Chairs from tentwalas have been given a stylish French makeover, just by changing the upholstery and adding detailing with paint. Her restroom wall has a vintage antique finish, just with the use of some simple foil. She has also designed the chandelier that greets you as you enter the home. Simple and inexpensive rugs and candle stands add warmth and charm. Finally, gorgeous art work completed the look. Over a delightful cup of coffee with Kiki, we got her to answer some of our questions.

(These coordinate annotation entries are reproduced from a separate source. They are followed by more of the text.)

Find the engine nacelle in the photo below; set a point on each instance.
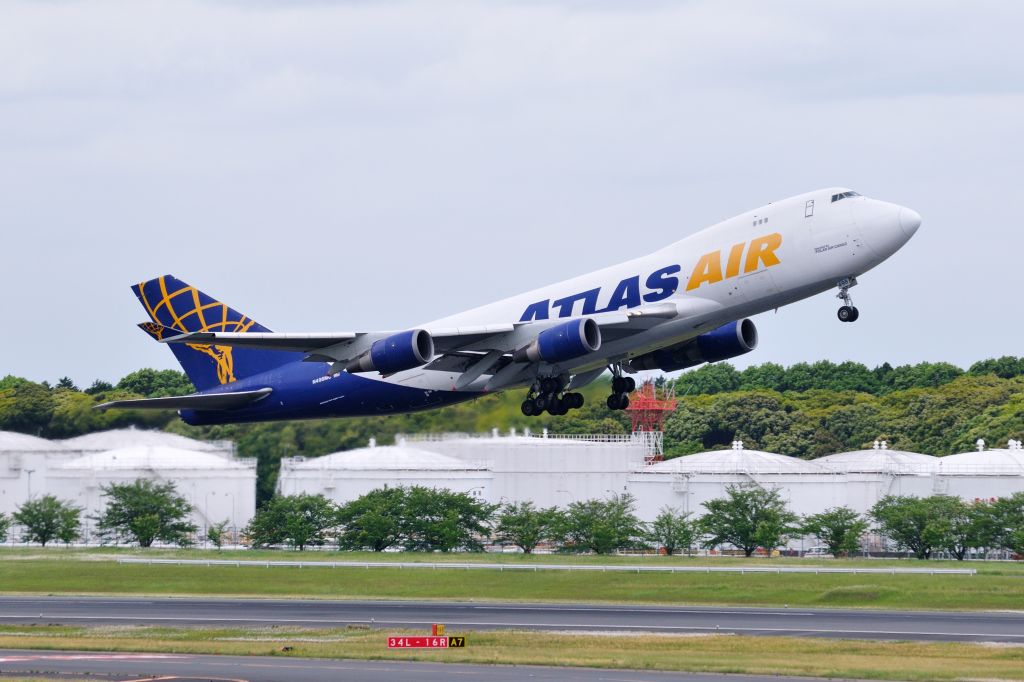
(395, 353)
(727, 341)
(571, 339)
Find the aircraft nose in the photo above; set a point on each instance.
(909, 220)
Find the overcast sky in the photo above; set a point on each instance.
(372, 165)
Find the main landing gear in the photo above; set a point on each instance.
(621, 388)
(547, 394)
(847, 312)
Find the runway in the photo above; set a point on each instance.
(136, 667)
(464, 616)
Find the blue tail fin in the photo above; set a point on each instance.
(174, 304)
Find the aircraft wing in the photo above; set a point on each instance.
(500, 338)
(226, 400)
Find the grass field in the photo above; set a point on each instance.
(997, 586)
(721, 653)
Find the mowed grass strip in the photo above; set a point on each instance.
(983, 591)
(720, 653)
(507, 558)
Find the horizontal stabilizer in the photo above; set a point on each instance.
(227, 400)
(266, 341)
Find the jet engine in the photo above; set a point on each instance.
(395, 353)
(727, 341)
(563, 342)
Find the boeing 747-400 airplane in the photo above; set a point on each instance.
(685, 304)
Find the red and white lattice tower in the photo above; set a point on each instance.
(649, 408)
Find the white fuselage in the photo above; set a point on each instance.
(756, 261)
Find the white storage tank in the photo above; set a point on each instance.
(871, 474)
(100, 441)
(25, 461)
(216, 486)
(984, 474)
(347, 475)
(687, 482)
(550, 470)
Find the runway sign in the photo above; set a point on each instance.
(426, 642)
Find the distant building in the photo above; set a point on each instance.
(218, 485)
(347, 475)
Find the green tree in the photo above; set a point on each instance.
(99, 386)
(840, 528)
(143, 512)
(768, 376)
(373, 521)
(914, 523)
(66, 383)
(749, 517)
(716, 378)
(26, 408)
(157, 383)
(1006, 527)
(47, 518)
(297, 520)
(525, 526)
(602, 525)
(442, 520)
(1005, 368)
(217, 534)
(672, 530)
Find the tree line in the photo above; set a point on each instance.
(748, 518)
(806, 410)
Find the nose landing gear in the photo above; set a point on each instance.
(847, 312)
(546, 394)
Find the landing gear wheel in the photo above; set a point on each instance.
(617, 401)
(557, 407)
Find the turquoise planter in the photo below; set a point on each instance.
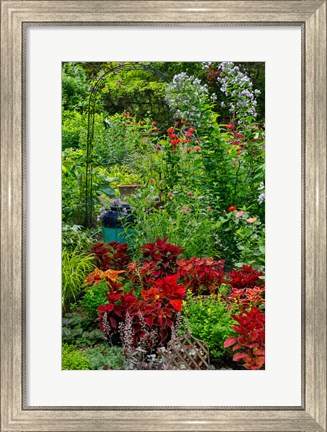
(113, 234)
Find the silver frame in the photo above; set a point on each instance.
(310, 15)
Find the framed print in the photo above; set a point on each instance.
(63, 64)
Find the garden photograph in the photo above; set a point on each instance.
(163, 216)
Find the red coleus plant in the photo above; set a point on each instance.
(246, 277)
(250, 344)
(142, 274)
(161, 304)
(158, 308)
(246, 298)
(201, 275)
(119, 304)
(112, 255)
(159, 259)
(99, 275)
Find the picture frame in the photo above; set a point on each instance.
(310, 15)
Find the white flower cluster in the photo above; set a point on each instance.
(262, 196)
(187, 97)
(238, 89)
(206, 65)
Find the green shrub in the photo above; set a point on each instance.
(104, 356)
(75, 267)
(93, 298)
(209, 321)
(72, 359)
(79, 330)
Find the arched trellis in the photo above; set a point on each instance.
(98, 85)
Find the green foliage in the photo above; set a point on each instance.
(74, 87)
(242, 239)
(105, 357)
(79, 330)
(73, 359)
(93, 298)
(75, 267)
(209, 321)
(194, 231)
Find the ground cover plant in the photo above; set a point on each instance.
(163, 211)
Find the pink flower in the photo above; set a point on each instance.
(251, 220)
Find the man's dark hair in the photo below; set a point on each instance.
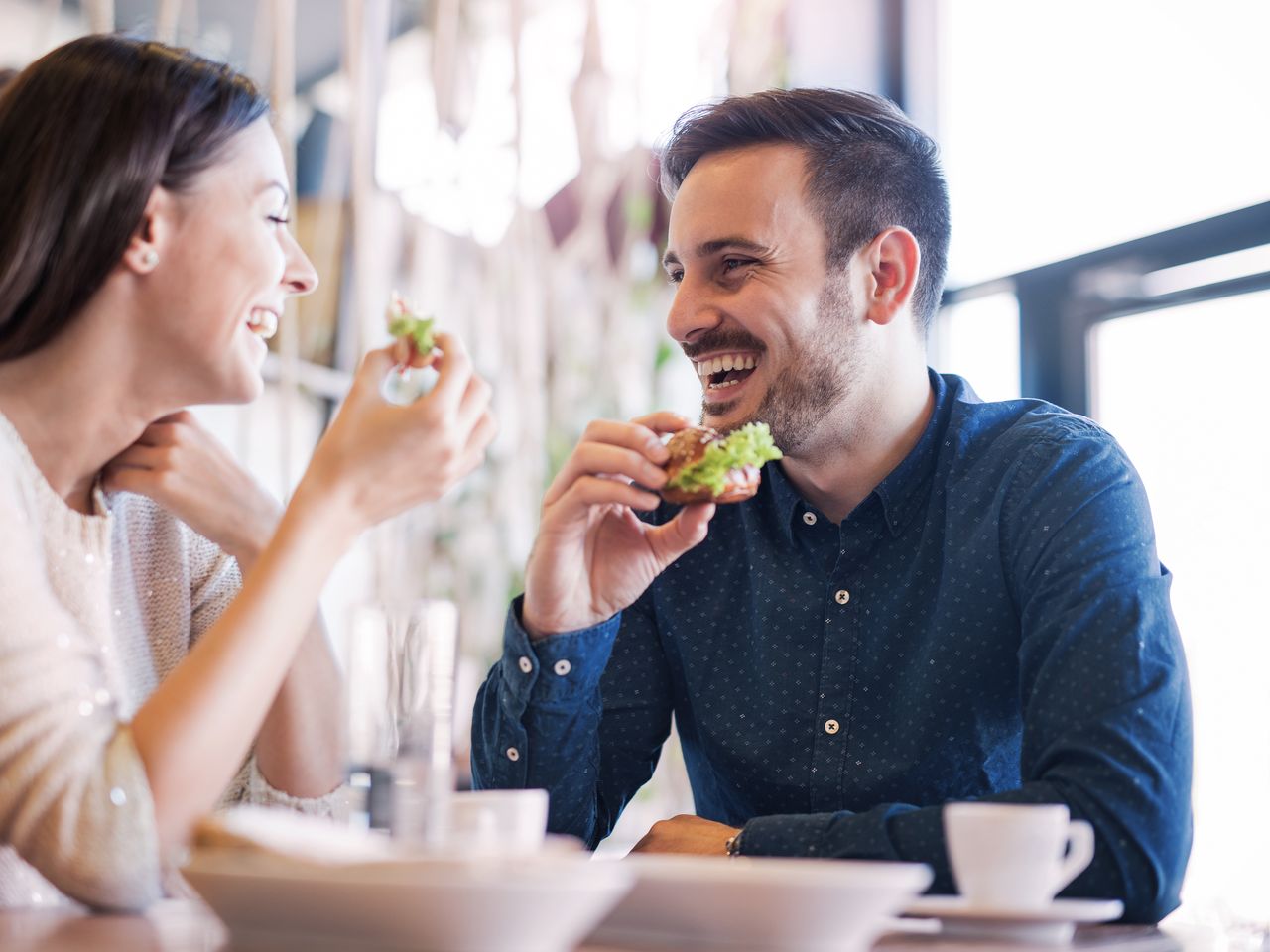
(86, 132)
(869, 169)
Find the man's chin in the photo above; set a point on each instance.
(722, 416)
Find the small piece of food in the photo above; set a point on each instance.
(708, 467)
(416, 331)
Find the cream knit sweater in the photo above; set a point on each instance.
(94, 612)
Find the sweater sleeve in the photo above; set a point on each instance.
(214, 581)
(73, 797)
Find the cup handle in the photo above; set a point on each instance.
(1080, 852)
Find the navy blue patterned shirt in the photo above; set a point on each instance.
(991, 622)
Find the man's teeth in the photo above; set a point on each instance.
(263, 324)
(728, 362)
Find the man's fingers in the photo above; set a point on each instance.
(594, 490)
(631, 435)
(595, 458)
(686, 530)
(663, 421)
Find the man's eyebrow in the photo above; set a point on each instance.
(707, 248)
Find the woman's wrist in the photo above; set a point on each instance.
(316, 503)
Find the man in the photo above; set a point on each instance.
(931, 598)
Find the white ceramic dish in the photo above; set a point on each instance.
(536, 904)
(1052, 924)
(751, 902)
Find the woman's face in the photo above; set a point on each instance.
(227, 263)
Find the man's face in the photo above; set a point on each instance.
(769, 327)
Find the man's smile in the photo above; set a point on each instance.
(728, 371)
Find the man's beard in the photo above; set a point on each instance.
(821, 372)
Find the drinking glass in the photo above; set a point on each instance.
(399, 678)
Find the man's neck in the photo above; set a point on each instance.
(849, 457)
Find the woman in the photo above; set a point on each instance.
(144, 257)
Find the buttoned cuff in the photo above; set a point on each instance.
(785, 834)
(842, 834)
(558, 669)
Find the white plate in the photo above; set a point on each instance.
(1051, 924)
(752, 902)
(540, 904)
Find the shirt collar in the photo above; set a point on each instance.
(901, 493)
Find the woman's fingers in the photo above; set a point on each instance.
(454, 372)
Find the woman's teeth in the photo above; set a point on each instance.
(263, 324)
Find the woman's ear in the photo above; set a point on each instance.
(893, 259)
(149, 241)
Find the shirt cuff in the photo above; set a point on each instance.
(839, 835)
(558, 669)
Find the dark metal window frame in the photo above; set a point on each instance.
(1061, 302)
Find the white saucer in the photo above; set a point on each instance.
(1051, 924)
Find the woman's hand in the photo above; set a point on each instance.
(380, 458)
(187, 471)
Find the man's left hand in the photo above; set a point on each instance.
(688, 834)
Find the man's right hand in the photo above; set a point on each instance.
(593, 556)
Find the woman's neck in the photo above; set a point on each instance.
(76, 407)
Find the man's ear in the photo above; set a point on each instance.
(893, 261)
(154, 232)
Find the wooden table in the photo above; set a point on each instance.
(186, 925)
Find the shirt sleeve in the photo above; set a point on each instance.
(1102, 685)
(581, 715)
(73, 797)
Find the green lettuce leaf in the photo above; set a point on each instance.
(749, 445)
(417, 329)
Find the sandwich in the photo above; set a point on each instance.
(708, 467)
(413, 333)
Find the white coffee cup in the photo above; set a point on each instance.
(1015, 856)
(498, 821)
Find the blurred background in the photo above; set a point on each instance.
(1109, 167)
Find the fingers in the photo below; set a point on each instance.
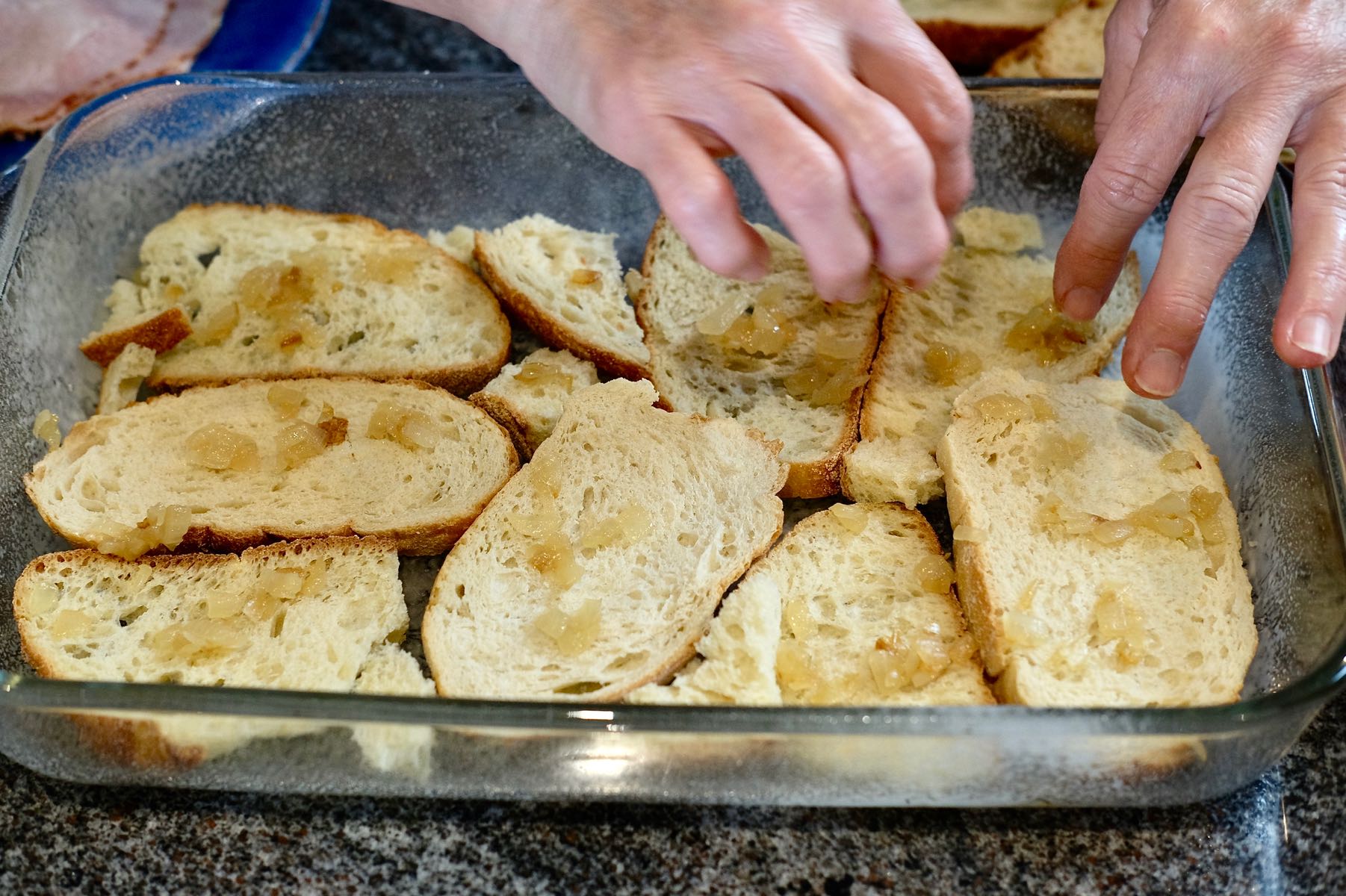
(1127, 179)
(906, 70)
(700, 202)
(807, 183)
(1312, 305)
(890, 169)
(1121, 42)
(1210, 221)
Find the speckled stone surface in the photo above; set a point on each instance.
(1279, 836)
(1282, 835)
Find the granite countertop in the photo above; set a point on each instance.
(1277, 836)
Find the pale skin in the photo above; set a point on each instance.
(857, 131)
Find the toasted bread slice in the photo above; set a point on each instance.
(122, 379)
(985, 310)
(972, 33)
(297, 617)
(1096, 547)
(735, 661)
(528, 397)
(867, 617)
(601, 564)
(1070, 46)
(273, 292)
(238, 466)
(565, 284)
(404, 750)
(770, 354)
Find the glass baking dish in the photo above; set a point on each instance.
(432, 151)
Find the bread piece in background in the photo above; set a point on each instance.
(404, 750)
(305, 615)
(272, 292)
(565, 284)
(601, 564)
(769, 354)
(972, 33)
(866, 617)
(459, 243)
(527, 399)
(238, 466)
(1096, 547)
(122, 379)
(985, 310)
(1070, 46)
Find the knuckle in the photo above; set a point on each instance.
(1325, 178)
(896, 174)
(1128, 186)
(949, 124)
(699, 198)
(1182, 312)
(1228, 205)
(807, 182)
(1326, 278)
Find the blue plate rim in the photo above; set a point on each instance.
(290, 63)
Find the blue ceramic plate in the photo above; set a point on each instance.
(255, 35)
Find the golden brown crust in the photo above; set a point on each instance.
(976, 595)
(416, 541)
(161, 332)
(976, 46)
(548, 329)
(461, 380)
(686, 651)
(140, 743)
(510, 419)
(1007, 65)
(815, 479)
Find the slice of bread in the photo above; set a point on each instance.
(1096, 547)
(985, 310)
(565, 284)
(770, 354)
(404, 750)
(528, 397)
(735, 661)
(972, 33)
(272, 292)
(854, 607)
(297, 617)
(459, 243)
(238, 466)
(1070, 46)
(601, 564)
(122, 379)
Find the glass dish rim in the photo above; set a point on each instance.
(25, 692)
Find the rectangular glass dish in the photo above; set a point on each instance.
(426, 152)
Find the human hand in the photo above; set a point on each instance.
(1250, 77)
(832, 104)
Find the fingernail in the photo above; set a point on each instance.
(1081, 303)
(1314, 334)
(1161, 373)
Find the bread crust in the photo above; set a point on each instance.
(414, 541)
(552, 332)
(815, 479)
(676, 657)
(509, 417)
(975, 46)
(161, 332)
(134, 741)
(461, 380)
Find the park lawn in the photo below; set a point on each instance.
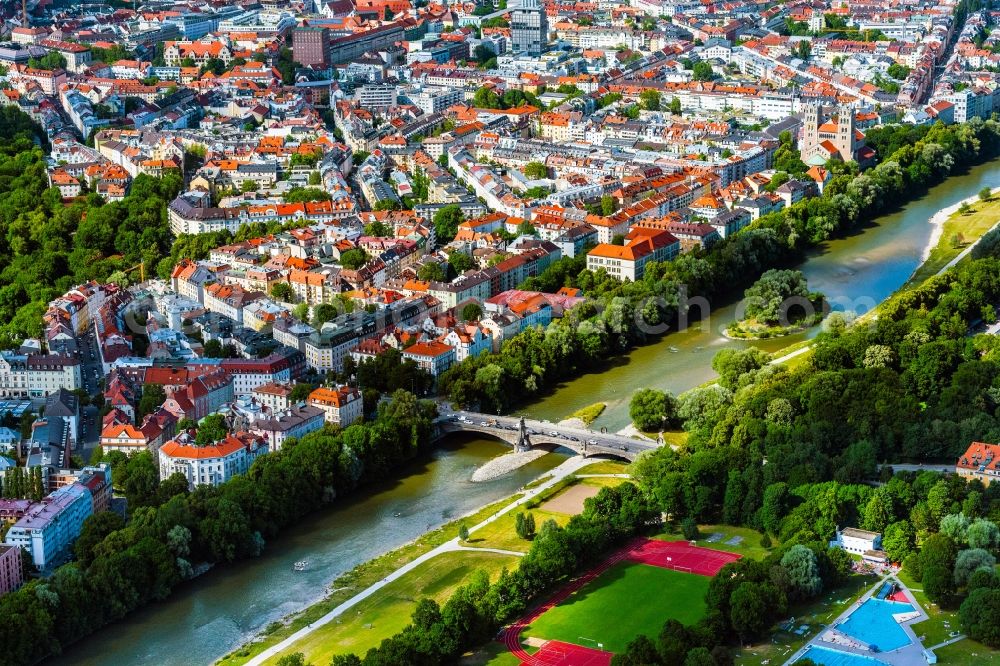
(674, 438)
(493, 653)
(939, 624)
(501, 533)
(970, 227)
(967, 652)
(749, 547)
(780, 644)
(603, 481)
(604, 467)
(589, 413)
(626, 600)
(357, 579)
(388, 611)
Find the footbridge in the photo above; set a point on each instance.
(523, 434)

What was your starting point for designing the layout and decorating your rooftop home | I always start by asking myself what would be most comfortable and yet visually pleasing. I cannot live in a space that is purely aesthetics; I need it to be welcoming and practical as well. I then spend quiet quality time in the space, allowing it to speak to me. Each space has a voice.
What was your biggest challenge | Being a typical barsati, there was no logical layout. One had to walk through each room to get to the next, which made privacy non-existent. I opened up a wall and placed a door where there was a window. I avoided too much renovation.
An example of something you did yourself | One bathroom was earlier a small washroom for the staff, with a grotty toilet and a single tap. It was not difficult to change it into a functioning bathroom, but the walls were horrible and my budget did not cover re-plastering. I used a solution that had worked wonders for my Cape Town apartment; I took aluminium silver foil that’s used for baking and glued it onto the offensive walls! It looks fabulous and hides all the imperfections.
The one big mistake you made that others should not | By the time I had to buy the toilet for my guest-room, my budget had run to a serious low and I decided to go cheap on the toilet cistern, thinking I would replace it a bit later, but sadly, one never does! I still have the cheapie and hate it every time I go into the bathroom. No one else seems to notice, but I do. So, try not to do something temporarily, because it inevitably turns out to be forever.
An example of where you saved and where you splurged | I saved a lot on the project by managing it all myself and keeping a tight rein on what is bought and from where. Wholesale markets are messy, but much cheaper than gorgeous showrooms in GK2, for instance. Plumbers and electricians love buying excess and it all adds up. I splurged on art. I think good art makes a place look fabulous.